家に住む家族が普段生活をするうえでの基本的な動きのことを『生活動線』といいます。

生活動線がスムーズでない場合、暮らしていても不便ですよね。

生活の便利・不便さにも大いに関わってくるため、生活動線は最も重要なポイントです。

失敗は許されませんが、失敗してしまう人も多くいます。

 

  • 対面キッチンのため、回りこんでの移動が大変
  • キッチンの隣が浴室と洗面所だが、直接繋がるドアがない
  • 洗面室とトイレが隣どうしに並んでいるため、朝の使用時に混雑する
  • 2階に浴槽を設置したが、子どもが泥んこになって返ってくると、廊下や階段が汚れてしまう
  • スペースの問題でキッチンと食器庫を離したが、使い勝手が悪くなってしまった

 

家は10年20年30年にわたり住み続けるものです。

10年、20年の間には様々な変化があるため、生活スタイルや動線も当然変わっていきます。

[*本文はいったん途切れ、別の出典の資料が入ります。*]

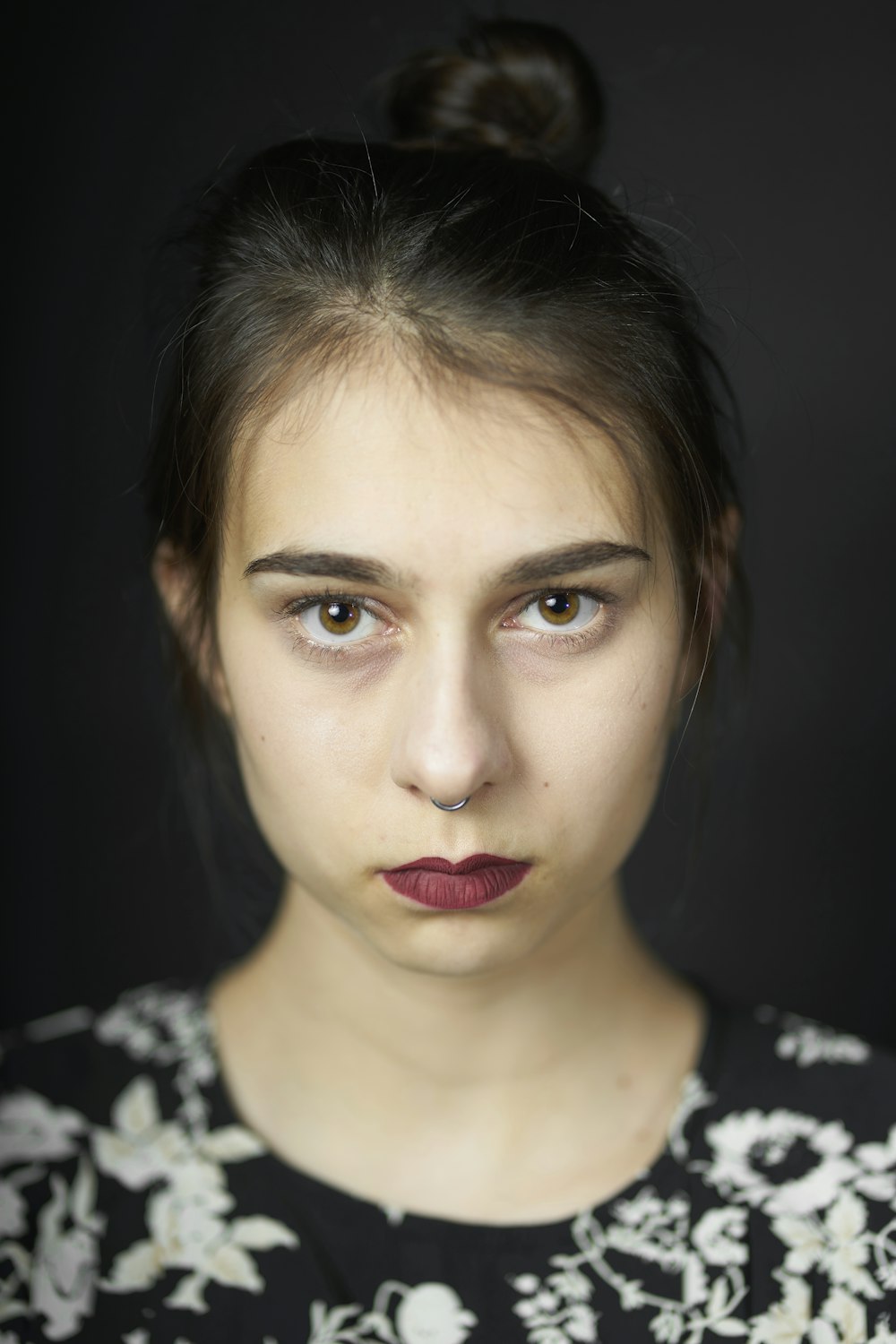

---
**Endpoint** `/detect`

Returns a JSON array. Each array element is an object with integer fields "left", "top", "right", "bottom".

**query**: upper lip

[{"left": 385, "top": 854, "right": 525, "bottom": 876}]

家を建てる際に未来を見通して施策をたてることは難しいですが、しっかり未来を見据えて計画をたてることが重要です。

成功のポイント

  • 洗濯→物干し→衣類収納の家事動線は短くしているか
  • 洗面台やトイレは動線に密集していないか
  • 来客中に家族のプライバシーは守られているか
  • 寝室やトイレなど、よく使うスペースは使いやすい動線になっているか

新築の間取りは事前チェックを入念に行いましょう

新築の間取りは事前チェックを入念に行いましょう

新築の間取りの失敗例はたくさんあり、回避することが難しいように思いますが、事前の入念なチェック・段取りを建設会社との入念な打合せにより失敗を回避することが十分に可能です。

失敗しやすいポイントは事前に勉強いただき、納得ができる間取りに近づけていきましょう。